Pubblichiamo l’articolo del CARE (Coordina­mento delle Associazioni familiari adottive e affidatarie in Rete) di cui condividiamo le preoccupazioni rispetto al perdurante ritardo nella nomina del vicepresidente della CAI (Commissione per le Adozioni Internazionali).

È incredibilmente ancora vacante il posto di vicepresidente della Commissione Adozioni Internazionali. Subito prima di Natale, infatti, sono scaduti anche i 45 giorni di prorogatio di Daniela Bacchetta, e da quel giorno, alla CAI manca il vertice tecnico che coordini le attività della Commissione. La scadenza del secondo rinnovo di Daniela Bacchetta, avvenuto ai primi di novembre 2013, era una informazione nota che avrebbe potuto essere governata diversamente garantendo un adeguato e necessario passaggio di consegne soprattutto in questo momento di grande criticità per le adozioni stesse.

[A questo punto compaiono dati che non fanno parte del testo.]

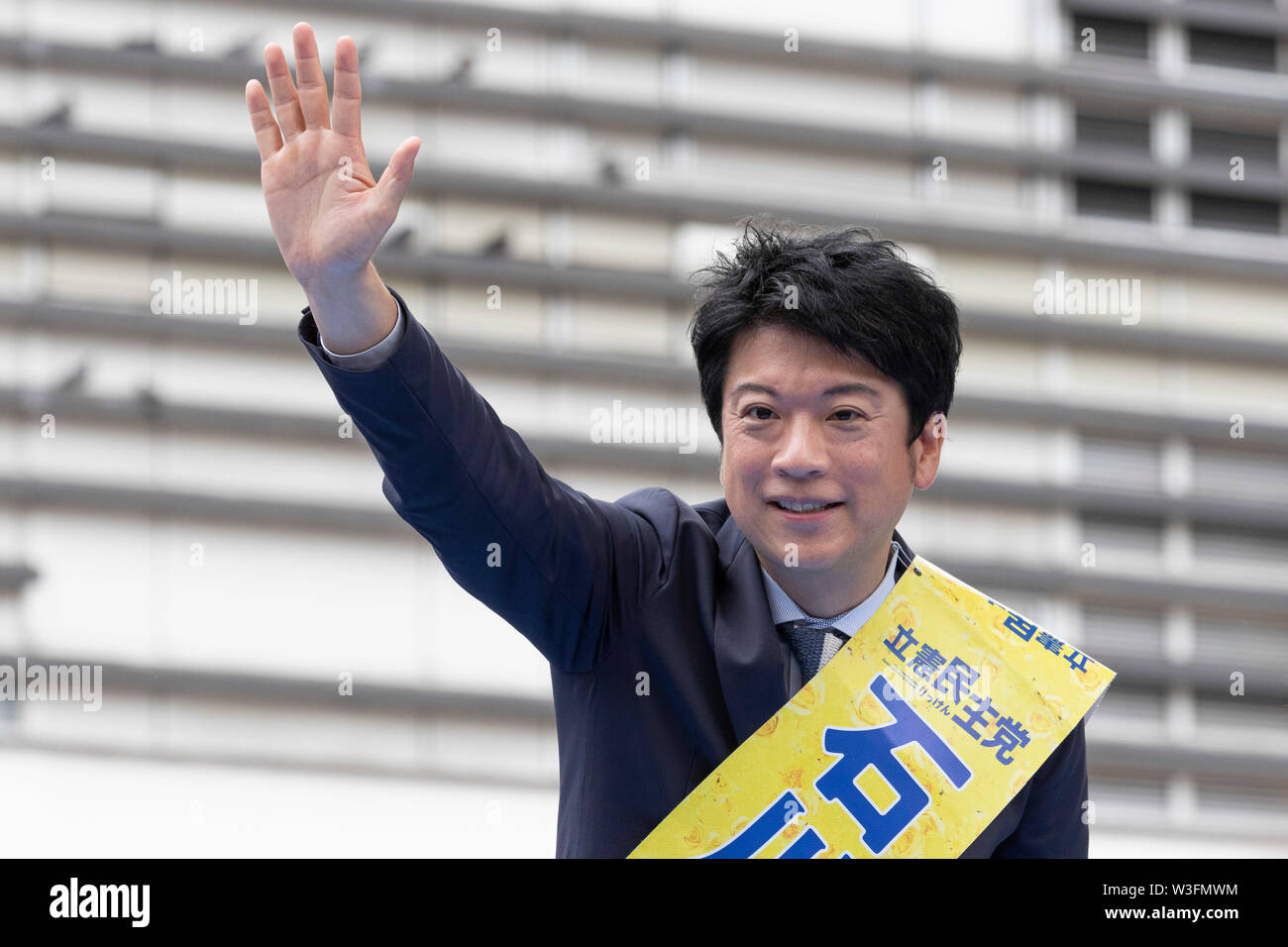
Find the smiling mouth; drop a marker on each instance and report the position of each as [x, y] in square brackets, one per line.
[805, 510]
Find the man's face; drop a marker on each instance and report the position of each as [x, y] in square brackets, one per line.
[786, 437]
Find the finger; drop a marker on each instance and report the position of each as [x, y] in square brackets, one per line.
[268, 137]
[397, 178]
[284, 99]
[347, 102]
[309, 78]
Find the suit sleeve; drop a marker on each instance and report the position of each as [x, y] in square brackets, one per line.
[1052, 823]
[563, 569]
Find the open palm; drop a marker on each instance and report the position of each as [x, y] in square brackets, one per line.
[326, 209]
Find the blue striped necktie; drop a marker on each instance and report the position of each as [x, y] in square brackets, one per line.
[811, 639]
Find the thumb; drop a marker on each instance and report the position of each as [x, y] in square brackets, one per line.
[397, 178]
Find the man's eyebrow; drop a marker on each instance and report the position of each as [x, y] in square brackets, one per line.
[848, 388]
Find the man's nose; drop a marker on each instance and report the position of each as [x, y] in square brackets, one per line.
[804, 451]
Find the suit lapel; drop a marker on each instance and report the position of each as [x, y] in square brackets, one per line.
[751, 657]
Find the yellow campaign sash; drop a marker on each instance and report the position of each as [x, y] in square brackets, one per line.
[907, 744]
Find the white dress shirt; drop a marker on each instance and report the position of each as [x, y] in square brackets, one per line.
[376, 355]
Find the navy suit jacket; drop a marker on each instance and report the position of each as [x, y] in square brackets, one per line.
[609, 590]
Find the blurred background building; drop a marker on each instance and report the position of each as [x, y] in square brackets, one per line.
[200, 526]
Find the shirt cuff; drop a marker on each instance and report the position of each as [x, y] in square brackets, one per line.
[376, 355]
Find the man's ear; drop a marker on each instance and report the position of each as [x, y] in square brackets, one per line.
[926, 450]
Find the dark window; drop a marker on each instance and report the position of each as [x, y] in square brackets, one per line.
[1107, 198]
[1210, 146]
[1121, 134]
[1113, 37]
[1237, 51]
[1234, 213]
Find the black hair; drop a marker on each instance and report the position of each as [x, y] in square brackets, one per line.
[854, 291]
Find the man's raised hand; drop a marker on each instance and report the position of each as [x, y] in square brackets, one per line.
[326, 209]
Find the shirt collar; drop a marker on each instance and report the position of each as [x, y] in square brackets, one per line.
[784, 608]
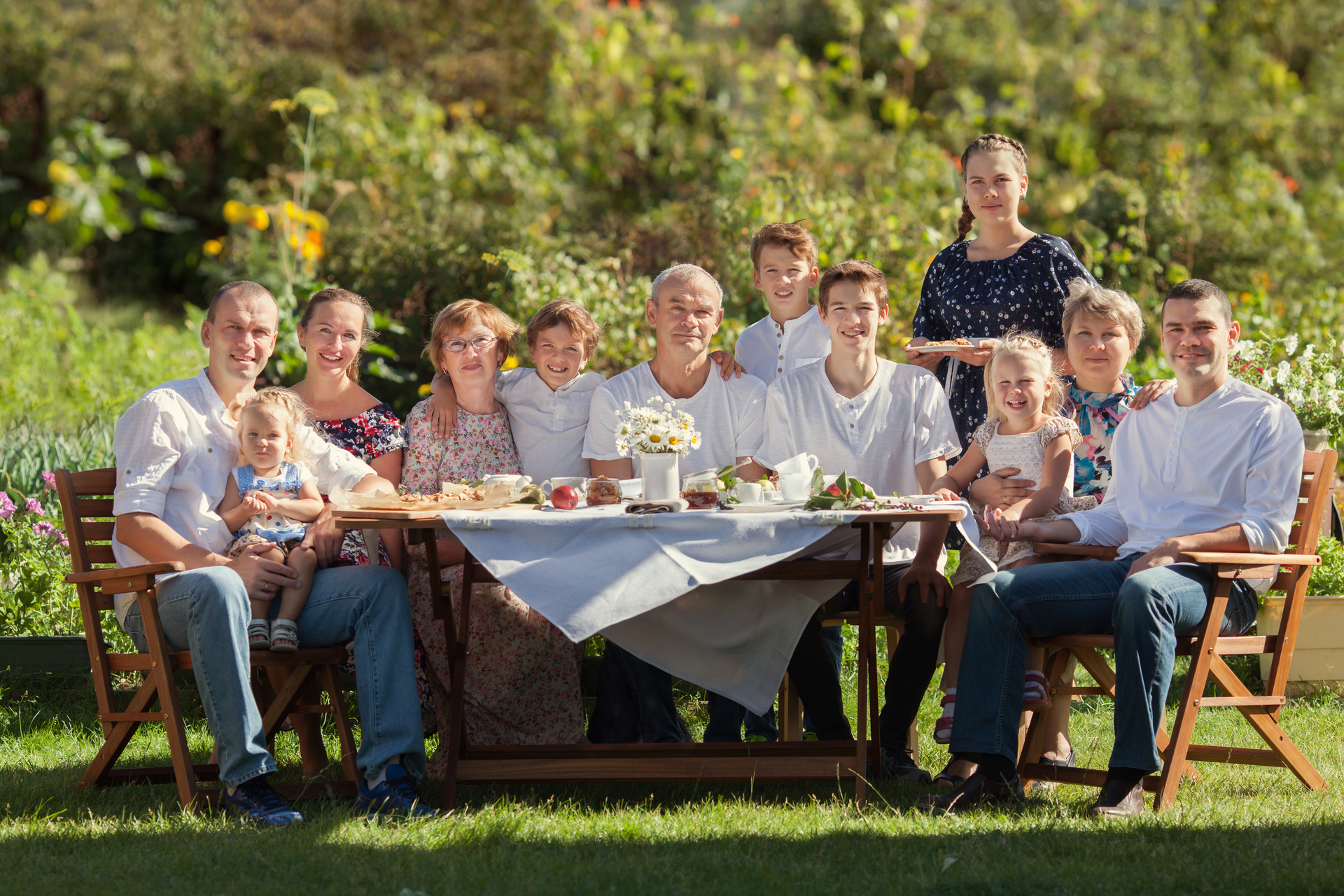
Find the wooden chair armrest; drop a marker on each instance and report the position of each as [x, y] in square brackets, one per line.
[1077, 550]
[1252, 559]
[96, 577]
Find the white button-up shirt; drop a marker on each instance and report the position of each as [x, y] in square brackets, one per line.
[1236, 457]
[549, 426]
[729, 414]
[878, 435]
[175, 451]
[769, 348]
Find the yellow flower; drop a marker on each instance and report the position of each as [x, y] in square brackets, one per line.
[316, 220]
[59, 172]
[237, 213]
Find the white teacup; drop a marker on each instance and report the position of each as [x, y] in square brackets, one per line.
[577, 482]
[749, 492]
[796, 486]
[797, 464]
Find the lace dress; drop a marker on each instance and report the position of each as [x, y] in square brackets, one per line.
[1026, 451]
[522, 672]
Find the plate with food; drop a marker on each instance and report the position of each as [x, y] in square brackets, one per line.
[949, 344]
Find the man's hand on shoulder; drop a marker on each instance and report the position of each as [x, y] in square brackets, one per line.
[262, 578]
[926, 580]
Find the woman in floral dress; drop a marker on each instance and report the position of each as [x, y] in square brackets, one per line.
[522, 672]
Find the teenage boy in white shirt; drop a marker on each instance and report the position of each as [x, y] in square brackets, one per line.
[784, 266]
[890, 426]
[1212, 465]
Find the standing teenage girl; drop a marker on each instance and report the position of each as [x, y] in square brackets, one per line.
[1008, 277]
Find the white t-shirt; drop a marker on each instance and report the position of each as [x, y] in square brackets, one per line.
[175, 453]
[769, 349]
[549, 426]
[1236, 457]
[879, 435]
[727, 413]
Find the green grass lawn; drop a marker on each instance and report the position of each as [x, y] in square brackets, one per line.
[1241, 830]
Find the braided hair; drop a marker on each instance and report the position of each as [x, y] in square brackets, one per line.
[987, 144]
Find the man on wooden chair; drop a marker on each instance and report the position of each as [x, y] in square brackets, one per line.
[1211, 465]
[175, 450]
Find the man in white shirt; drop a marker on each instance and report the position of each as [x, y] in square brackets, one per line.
[890, 426]
[175, 450]
[784, 267]
[685, 309]
[1212, 465]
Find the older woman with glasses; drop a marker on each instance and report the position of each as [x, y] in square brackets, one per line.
[522, 673]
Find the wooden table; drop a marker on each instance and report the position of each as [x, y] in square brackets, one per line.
[689, 762]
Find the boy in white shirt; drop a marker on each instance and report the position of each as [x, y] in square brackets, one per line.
[547, 406]
[784, 266]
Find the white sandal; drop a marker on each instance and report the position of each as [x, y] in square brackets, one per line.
[284, 636]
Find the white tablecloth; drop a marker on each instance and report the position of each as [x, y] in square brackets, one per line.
[659, 584]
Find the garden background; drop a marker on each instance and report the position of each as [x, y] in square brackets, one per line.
[518, 150]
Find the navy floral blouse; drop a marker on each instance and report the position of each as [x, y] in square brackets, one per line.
[967, 300]
[368, 435]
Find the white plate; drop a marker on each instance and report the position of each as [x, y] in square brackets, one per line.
[926, 349]
[769, 507]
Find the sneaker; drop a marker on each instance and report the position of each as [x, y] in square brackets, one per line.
[254, 801]
[901, 764]
[397, 796]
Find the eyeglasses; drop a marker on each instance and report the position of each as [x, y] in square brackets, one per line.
[480, 344]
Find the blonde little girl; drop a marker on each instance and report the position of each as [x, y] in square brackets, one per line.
[268, 500]
[1023, 430]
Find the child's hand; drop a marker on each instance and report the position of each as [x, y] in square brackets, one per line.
[1151, 391]
[442, 413]
[729, 365]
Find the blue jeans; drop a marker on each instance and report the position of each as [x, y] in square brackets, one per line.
[206, 612]
[1145, 613]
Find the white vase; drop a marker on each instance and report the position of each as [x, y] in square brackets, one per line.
[659, 475]
[1316, 440]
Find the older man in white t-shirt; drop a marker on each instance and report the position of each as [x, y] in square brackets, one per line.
[890, 426]
[686, 308]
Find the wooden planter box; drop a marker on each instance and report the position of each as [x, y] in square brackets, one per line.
[61, 654]
[1319, 657]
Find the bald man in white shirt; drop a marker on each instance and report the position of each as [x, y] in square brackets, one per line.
[1212, 465]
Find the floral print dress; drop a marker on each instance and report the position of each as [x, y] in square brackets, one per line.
[368, 435]
[967, 300]
[1097, 415]
[522, 672]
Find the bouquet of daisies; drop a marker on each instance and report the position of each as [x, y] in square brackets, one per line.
[656, 429]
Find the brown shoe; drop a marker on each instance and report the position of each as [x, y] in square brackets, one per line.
[976, 790]
[1117, 801]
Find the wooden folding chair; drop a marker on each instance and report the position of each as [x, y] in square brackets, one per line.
[1291, 574]
[86, 504]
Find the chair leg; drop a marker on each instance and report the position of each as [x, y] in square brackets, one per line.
[162, 671]
[1266, 727]
[340, 715]
[1195, 680]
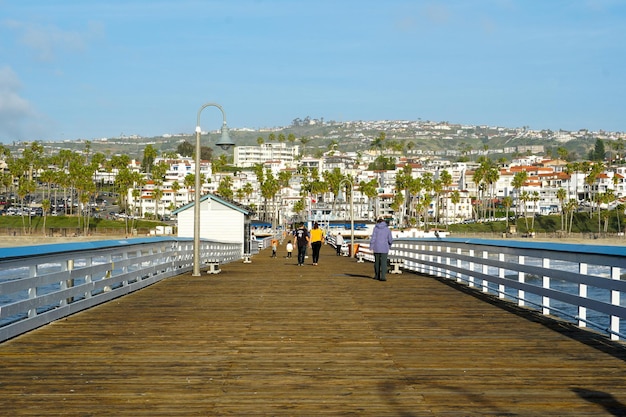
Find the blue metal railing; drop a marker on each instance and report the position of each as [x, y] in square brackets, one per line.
[40, 284]
[580, 283]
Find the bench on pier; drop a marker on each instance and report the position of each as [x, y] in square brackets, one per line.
[395, 264]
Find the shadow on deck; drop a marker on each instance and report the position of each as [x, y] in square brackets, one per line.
[271, 338]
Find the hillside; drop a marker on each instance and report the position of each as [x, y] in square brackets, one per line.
[447, 140]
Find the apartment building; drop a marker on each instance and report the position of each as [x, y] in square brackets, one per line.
[249, 156]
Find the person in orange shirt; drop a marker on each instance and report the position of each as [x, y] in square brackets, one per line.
[317, 237]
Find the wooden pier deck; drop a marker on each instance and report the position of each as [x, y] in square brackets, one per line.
[273, 339]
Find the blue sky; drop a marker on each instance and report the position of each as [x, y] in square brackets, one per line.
[89, 69]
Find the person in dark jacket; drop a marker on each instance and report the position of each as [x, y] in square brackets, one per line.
[302, 238]
[380, 243]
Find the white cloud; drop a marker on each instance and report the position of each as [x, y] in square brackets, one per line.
[47, 42]
[18, 119]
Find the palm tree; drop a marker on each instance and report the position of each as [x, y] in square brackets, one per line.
[507, 202]
[519, 179]
[561, 194]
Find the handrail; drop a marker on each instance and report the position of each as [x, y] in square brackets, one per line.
[40, 284]
[580, 283]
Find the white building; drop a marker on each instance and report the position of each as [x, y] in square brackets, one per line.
[249, 156]
[220, 220]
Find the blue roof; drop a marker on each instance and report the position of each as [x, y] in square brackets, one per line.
[214, 198]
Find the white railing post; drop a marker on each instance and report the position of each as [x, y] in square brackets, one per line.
[615, 300]
[521, 277]
[582, 291]
[546, 284]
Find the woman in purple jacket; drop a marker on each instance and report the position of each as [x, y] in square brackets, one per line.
[380, 243]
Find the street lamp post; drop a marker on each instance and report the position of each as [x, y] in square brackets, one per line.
[351, 214]
[225, 143]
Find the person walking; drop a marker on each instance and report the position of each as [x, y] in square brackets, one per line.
[317, 237]
[302, 241]
[338, 243]
[380, 243]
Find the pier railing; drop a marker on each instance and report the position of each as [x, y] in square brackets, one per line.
[579, 283]
[40, 284]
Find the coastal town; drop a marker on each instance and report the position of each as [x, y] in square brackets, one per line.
[342, 171]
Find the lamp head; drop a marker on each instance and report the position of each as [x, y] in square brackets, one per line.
[225, 141]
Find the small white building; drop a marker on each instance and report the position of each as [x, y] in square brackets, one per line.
[220, 220]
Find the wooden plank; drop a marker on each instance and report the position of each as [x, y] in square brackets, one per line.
[271, 338]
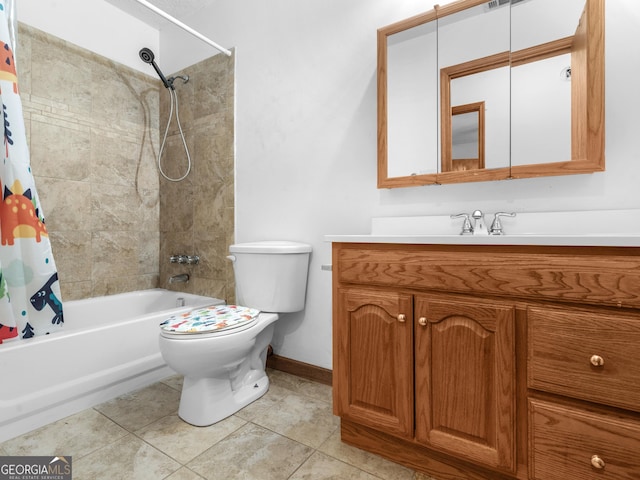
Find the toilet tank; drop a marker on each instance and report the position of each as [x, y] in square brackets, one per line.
[271, 275]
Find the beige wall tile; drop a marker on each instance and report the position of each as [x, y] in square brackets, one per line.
[94, 130]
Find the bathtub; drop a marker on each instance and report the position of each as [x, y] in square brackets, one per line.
[108, 347]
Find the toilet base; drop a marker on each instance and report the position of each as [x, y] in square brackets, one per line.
[206, 401]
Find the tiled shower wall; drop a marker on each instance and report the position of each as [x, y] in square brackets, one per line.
[93, 133]
[197, 213]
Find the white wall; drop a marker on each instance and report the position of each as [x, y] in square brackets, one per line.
[95, 25]
[306, 134]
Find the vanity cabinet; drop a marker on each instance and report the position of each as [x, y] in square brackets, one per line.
[490, 362]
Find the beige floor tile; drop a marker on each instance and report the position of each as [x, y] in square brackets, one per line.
[251, 453]
[301, 385]
[265, 404]
[136, 409]
[184, 442]
[184, 474]
[364, 460]
[127, 459]
[301, 418]
[77, 435]
[323, 467]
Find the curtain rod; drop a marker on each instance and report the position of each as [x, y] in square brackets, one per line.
[186, 28]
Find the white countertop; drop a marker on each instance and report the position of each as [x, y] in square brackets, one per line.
[534, 239]
[603, 228]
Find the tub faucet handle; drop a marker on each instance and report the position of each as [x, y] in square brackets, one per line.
[467, 229]
[496, 226]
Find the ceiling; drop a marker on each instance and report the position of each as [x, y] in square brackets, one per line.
[179, 9]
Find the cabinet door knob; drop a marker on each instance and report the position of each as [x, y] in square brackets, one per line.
[597, 462]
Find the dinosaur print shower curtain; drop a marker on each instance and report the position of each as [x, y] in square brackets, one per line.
[29, 288]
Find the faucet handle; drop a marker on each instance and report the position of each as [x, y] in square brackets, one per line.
[496, 226]
[467, 229]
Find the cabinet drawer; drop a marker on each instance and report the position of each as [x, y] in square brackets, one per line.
[587, 355]
[572, 444]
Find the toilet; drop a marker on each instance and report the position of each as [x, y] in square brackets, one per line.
[221, 350]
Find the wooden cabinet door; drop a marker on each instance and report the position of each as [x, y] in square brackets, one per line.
[465, 379]
[373, 359]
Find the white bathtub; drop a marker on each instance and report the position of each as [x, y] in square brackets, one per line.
[109, 346]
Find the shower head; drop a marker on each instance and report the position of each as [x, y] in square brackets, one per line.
[147, 56]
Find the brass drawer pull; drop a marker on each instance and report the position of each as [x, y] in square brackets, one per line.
[597, 462]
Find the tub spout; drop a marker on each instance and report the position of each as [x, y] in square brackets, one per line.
[182, 278]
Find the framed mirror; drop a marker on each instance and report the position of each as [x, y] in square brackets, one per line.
[538, 71]
[467, 139]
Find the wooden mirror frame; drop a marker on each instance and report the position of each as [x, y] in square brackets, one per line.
[587, 103]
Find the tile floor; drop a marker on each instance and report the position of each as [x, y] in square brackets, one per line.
[290, 433]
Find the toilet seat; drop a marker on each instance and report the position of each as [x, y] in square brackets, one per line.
[209, 321]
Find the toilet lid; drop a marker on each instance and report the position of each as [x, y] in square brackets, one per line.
[214, 318]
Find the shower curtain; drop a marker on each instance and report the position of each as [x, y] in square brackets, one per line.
[30, 301]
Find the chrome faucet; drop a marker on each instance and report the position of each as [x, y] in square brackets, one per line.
[467, 229]
[182, 278]
[479, 227]
[496, 226]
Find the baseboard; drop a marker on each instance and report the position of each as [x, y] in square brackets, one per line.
[300, 369]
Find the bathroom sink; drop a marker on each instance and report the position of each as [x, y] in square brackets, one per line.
[580, 228]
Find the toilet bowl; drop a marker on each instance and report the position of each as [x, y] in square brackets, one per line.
[221, 350]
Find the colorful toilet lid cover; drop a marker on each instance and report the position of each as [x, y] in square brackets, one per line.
[214, 318]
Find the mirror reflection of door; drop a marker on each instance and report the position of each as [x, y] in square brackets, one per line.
[467, 138]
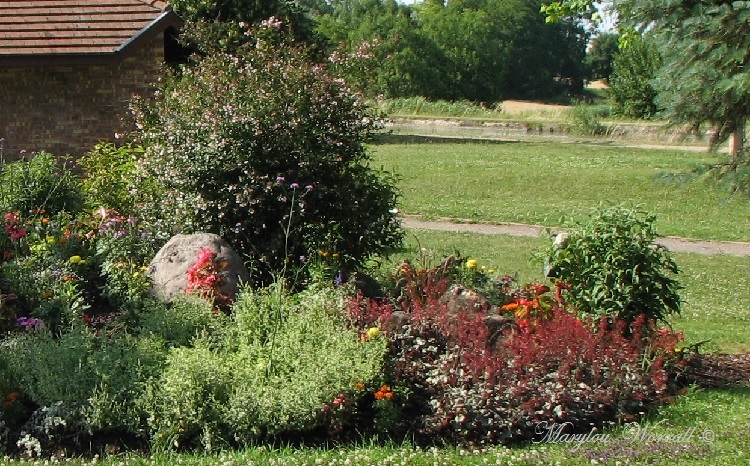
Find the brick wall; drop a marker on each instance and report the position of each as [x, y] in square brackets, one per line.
[67, 109]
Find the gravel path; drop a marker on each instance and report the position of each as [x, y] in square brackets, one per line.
[673, 243]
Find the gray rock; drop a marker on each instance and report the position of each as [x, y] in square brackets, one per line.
[169, 268]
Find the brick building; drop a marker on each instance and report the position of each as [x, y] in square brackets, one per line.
[68, 69]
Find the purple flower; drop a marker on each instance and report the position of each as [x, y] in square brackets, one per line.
[30, 322]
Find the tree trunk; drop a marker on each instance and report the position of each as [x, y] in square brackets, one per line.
[737, 144]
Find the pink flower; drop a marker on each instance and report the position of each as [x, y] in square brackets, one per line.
[17, 233]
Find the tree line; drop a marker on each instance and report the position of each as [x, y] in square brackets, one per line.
[476, 50]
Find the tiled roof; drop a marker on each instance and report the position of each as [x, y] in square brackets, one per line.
[57, 28]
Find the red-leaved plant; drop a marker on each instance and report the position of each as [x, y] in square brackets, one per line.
[205, 279]
[548, 365]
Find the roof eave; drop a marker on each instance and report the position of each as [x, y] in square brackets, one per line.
[166, 20]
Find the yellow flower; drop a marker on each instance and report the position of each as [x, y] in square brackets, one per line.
[372, 332]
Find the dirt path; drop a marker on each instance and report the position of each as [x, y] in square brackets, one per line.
[673, 243]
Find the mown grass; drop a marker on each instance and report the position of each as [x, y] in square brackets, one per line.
[708, 426]
[716, 294]
[551, 183]
[716, 298]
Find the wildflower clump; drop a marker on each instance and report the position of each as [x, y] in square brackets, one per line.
[225, 132]
[205, 279]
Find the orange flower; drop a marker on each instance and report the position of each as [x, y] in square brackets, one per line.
[384, 392]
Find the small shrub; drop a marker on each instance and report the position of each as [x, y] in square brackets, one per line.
[612, 267]
[187, 318]
[93, 384]
[463, 383]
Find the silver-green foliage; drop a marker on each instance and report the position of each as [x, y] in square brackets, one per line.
[101, 381]
[613, 267]
[276, 364]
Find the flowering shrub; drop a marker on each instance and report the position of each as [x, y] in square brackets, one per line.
[64, 268]
[468, 385]
[232, 140]
[614, 268]
[42, 182]
[205, 279]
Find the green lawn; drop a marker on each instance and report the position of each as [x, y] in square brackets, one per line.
[540, 183]
[547, 183]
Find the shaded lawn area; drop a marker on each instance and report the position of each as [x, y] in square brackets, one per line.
[716, 297]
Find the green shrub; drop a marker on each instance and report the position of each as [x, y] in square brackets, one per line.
[268, 374]
[102, 379]
[110, 171]
[265, 148]
[612, 267]
[586, 119]
[179, 324]
[41, 183]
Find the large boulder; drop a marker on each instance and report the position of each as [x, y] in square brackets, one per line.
[169, 268]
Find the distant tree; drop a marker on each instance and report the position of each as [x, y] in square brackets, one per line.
[601, 55]
[398, 60]
[474, 39]
[631, 84]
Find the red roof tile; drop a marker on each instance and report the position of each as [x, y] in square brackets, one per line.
[75, 27]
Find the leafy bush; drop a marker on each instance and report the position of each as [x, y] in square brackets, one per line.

La nomina della vicepresidenza, che inconcepibilmente tarda ad arrivare probabilmente per garantire equilibri politici, è una una nomina di cruciale importanza per le famiglie adottive italiane per portare a conclusione varie situazioni di estrema complessità.

Le 24 famiglie in attesa sulla Repubblica Democratica del Congo stanno ormai completando il rientro senza i loro figli e il CARE non ha ancora certezze né rispetto alla concretizzazione della necessaria e fondamentale visita della delegazione congolese in Italia né in merito alla realizzazione del fondo di sostegno governativo (Fondo di solidarietà) per le spese affrontate dalle famiglie nel paese in questi mesi. Vanno date anche risposte a tutte le coppie in attesa sulla Repubblica Democratica del Congo con abbinamenti a vari stadi di avanzamenti (molti con sentenza passata in giudicato) e che aspettano comunque un segnale di presenza forte delle Istituzioni Italiane.

È necessario poi monitorare con estrema attenzione la definizione e la risoluzione positiva del progetto adottivo di tutte quelle coppie che avevano dato mandato all’Ente L’Airone Onlus a cui è stata revocata l’autorizzazione dalla CAI.

A queste situazioni di criticità eccezionale si sommano poi tutte le situazioni che hanno bisogno di un impegno quotidiano della vicepresidenza nei diversi paesi (Mali, Camerun, Vietnam, Slovacchia, ecc.).

Il vuoto ai vertici della CAI diventa, alla luce di tutto questo, un vuoto inaccettabile, ben consapevoli che anche se la nomina avvenisse esattamente in questo istante dovrebbero comunque intercorrere dei tempi affinché la Commissione possa tornare ai livelli di attività che l’hanno caratterizzata negli anni passati.